Les rubans de papiers colorés qui enveloppaient la vieille éolienne étaient des fragments de

toiles, des peintures horriblement déchirées, et les bouts de bois, des morceaux de cadres

désarticulés. Jasmine leva la main vers l'une des charpies qui pendait tristement et

tournoyait sous l'effet du vent. On y voyait encore les traits d'un homme portant un chapeau

haut de forme, assis à une table avec des cartes à la main. A quelques mètres d'elle,

Christopher tentait de reconstituer une image à partir de plusieurs lanières: un homme

revêtu d'une cuirasse, accueilli par des indigènes aux bras chargés d'or, avec en arrière-fond

trois grands navires. C'était comme un arbre à cartoons. Mario s'était longuement arrêté sur

une représentation terrible d'un squelette levant une épée sur un homme agenouillé devant

un gibet, lequel faisait penser à une longue fleur sans pétale. Il contourna le pilier de

l'éolienne jusqu'à un ruban rouge et noir, plus épais que les autres.

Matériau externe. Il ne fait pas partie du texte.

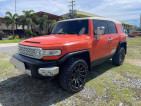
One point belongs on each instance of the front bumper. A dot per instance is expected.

- Hé! Mais je connais, ce truc là! Je l'ai vu en classe!

L'étoffe était d'une douceur exquise. Elle portait de nombreuses traces de brûlure – du

même feu qui en avait consumé la plus grande partie, car Mario tenait de toute évidence un

reliquat de ce qui avait dû être une immense tapisserie – mais les motifs se dessinaient

encore nettement sur les parties saines.

- Et je sais comment elle s'appelle! C'est La Dame à la Licorne!

Pour une raison qu'il ne put s'expliquer, il eut soudainement envie de pleurer.

Au même instant, sur le blog de Gilles Dervieux, rédacteur en chef de L'Eclair, un internaute

publia un post de quelques lignes. Quelques secondes plus tard, un moteur Google

déclencha une alerte dans toutes les salles de presse abonnées au service. Le contenu du

post fut immédiatement repris sur des centaines, puis des milliers de sites d'information. En

quelques secondes, la nouvelle avait fait le tour du monde.